Nous invitons tous les personnels des collèges et des lycées essonniens à protester et à se mobiliser dès la rentrée pour témoigner des conditions difficiles d’accueil et d’enseignement.
Moyens provisoires CPE :
Le GT a aussi été l’occasion de présenter les ajustements sur les moyens CPE.
Ces moyens provisoires correspondent aux moyens obtenus pour des berceaux stagiaires et pour compenser des temps partiels à 80%. Ils ont été répartis sur plusieurs établissements, dont l’écart au barème reste important. Cette répartition est extrêmement problématique, dans la mesure où elle n’est pas présentée de façon transparente aux organisations syndicales.

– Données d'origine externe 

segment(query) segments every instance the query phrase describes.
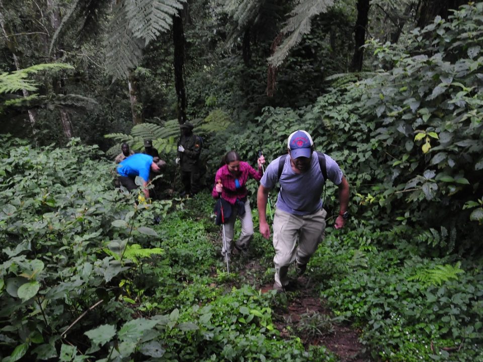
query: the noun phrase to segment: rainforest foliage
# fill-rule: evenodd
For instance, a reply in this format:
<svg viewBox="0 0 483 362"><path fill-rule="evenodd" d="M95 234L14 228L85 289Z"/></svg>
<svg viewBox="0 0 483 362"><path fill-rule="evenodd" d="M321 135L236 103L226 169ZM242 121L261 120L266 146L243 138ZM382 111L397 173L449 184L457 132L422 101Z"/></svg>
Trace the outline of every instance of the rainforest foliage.
<svg viewBox="0 0 483 362"><path fill-rule="evenodd" d="M2 361L337 361L308 339L336 325L361 358L483 361L483 3L3 0L0 25ZM261 292L271 241L226 273L209 192L226 151L271 161L297 129L352 217L308 266L332 314L296 323L297 293ZM134 205L112 160L146 138L165 192ZM334 185L324 204L330 224Z"/></svg>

Le SNES 91 et la FSU 91 demandent depuis plusieurs années à connaître les barèmes CPE des collèges et lycées de l’Essonne. Ce document leur est systématiquement refusé. Les choix de répartition ne peuvent donc être compris. Les conditions de travail des CPE sont particulièrement dégradées partout dans notre département, aucune justification ne permet d’objectiver clairement les choix d’accorder les moyens supplémentaires à un lycée plutôt qu’à un autre.
Par ailleurs, par rapport à l’an dernier, deux établissements se voient retirer un demi ETP de CPE : le collège Emile Zola à Igny et le lycée Poincaré à Palaiseau. Ces retraits s’expliquent par une baisse du nombre de temps partiels à 80% et du nombre de berceaux stagiaires. La FSU a dénoncé cette perte de moyen qu’aucun des deux établissements n’a pu anticiper et qui dégradera considérablement le travail éducatif réalisé auprès des élèves.